配置
翌朝、ブライアンは金属製の冷たい天井を見上げて目を覚ました。
背中を伝う微かなエンジンの振動と、空調の低い唸り音が、昨日の出来事が質の悪い白昼夢ではないことを容赦なく告げている。
彼は無機質な食堂で、やたらと味の良いスクランブルエッグと淹れたてのコーヒーを堪能し、指定されたブリーフィングルームへと向かった。
自動ドアを抜けると、テーブルの脇に腕を組んで立つ見慣れた女性の姿があった。リンだ。彼女はブライアンと目が合うなり、一切の挨拶を省いて口を開いた。
「私の着信を34回連続で無視した感想は?」
「悪かった。」ブライアンは肩をすくめ、一番遠い椅子を引き出した。「あの有無を言わせない異動だ。端末はあのプレハブのデスクに置き去りだったんだ。」
「下手な嘘ね。」リンは冷たく言い放った。「通信局のログを見たわ。あの後、あの端末はウィリアムとの通話を行っているのよ。私からの最初の着信の、ちょうど10分後だった。」
「……相変わらず、可愛げのない情報収集能力だ。」
「すべて取り上げられて、他にする事もない状態だったものでね。でも、貴方がターティコフの私兵に攫われたと知って少し溜飲が下がったわ。」
ブライアンがため息をつきかけたその時、背後のドアが開き、ウィリアムが入ってきた。その後ろには、見慣れない知的な顔立ちの女性が続いている。神経質そうにタブレットを抱え、身なりの整ったダークスーツを着こなしている。

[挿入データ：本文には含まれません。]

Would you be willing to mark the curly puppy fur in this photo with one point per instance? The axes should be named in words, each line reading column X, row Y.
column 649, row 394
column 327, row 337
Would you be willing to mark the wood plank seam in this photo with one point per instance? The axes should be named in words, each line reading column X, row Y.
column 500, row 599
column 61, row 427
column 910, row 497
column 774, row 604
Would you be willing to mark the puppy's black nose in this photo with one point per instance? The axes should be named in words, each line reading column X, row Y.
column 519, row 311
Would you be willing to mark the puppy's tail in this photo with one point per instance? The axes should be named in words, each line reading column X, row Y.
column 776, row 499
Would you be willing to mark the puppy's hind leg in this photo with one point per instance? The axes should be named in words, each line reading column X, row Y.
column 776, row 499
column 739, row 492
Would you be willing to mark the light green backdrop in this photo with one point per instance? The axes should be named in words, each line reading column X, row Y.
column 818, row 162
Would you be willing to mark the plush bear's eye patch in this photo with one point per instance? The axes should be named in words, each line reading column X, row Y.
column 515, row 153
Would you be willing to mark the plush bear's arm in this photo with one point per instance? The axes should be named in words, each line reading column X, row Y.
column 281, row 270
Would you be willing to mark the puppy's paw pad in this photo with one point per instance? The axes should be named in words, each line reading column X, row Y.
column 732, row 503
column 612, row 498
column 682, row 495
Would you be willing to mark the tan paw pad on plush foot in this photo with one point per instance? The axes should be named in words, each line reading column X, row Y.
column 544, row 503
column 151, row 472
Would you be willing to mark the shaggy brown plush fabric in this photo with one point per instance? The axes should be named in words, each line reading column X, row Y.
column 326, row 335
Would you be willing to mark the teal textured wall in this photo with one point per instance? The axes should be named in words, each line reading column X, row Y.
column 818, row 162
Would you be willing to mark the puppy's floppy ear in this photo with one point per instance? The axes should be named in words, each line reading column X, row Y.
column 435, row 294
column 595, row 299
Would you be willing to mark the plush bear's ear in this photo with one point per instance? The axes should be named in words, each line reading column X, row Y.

「おはよう、二人とも。無事に合流できて何よりだ。」ウィリアムは穏やかに言い、背後の女性を手で示した。「紹介しよう。キャサリン博士だ。彼女はターティコフ財団が招き入れた、文化人類学のプロフェッショナルで、ファーストコンタクト・シナリオの研究者だ」
「キャサリンです。お二人の初期解析のレポートはすべて拝読しました。素晴らしい直観です。」彼女は硬い声で挨拶し、眼鏡の奥の真面目すぎる瞳でブライアンを見た。「ついに人類が、高度な知的生命体との歴史的な対話のテーブルにつく。その現場に立ち会えることを光栄に思います。」
彼女の言うことは正しい。だがブライアンには、あの「地球外知的生命体」との対話が、いまいち栄誉なものには感じられなかった。
「あの毛むくじゃらとの邂逅について、専門家の評価を聞かせてほしい。ミズ・キャサリン。」
ブライアンが尋ねると、彼女は眼鏡の位置を押し上げながら少しだけ口元を緩めた。
「ケイトで結構です。今回のケースは……以前の所属は申し上げられませんが……私たちが想定していたファーストコンタクトの中でも、人類にとってのリスクが最も低いシナリオだと言えます。地球の存在を知る相手がたった一体しかいなくて、対話が可能で、しかもその相手を現在こちらが丸腰で保護しているんですから。危機管理委員会にこんなシナリオを提出したら、絵本作家にでもなれってクビにされるでしょうね。」
「さあ、顔合わせはもういいだろう?」早口でまくし立てるキャサリンを、ウィリアムが制止した。「さっそくだが、我々のミッションについての話をしよう。」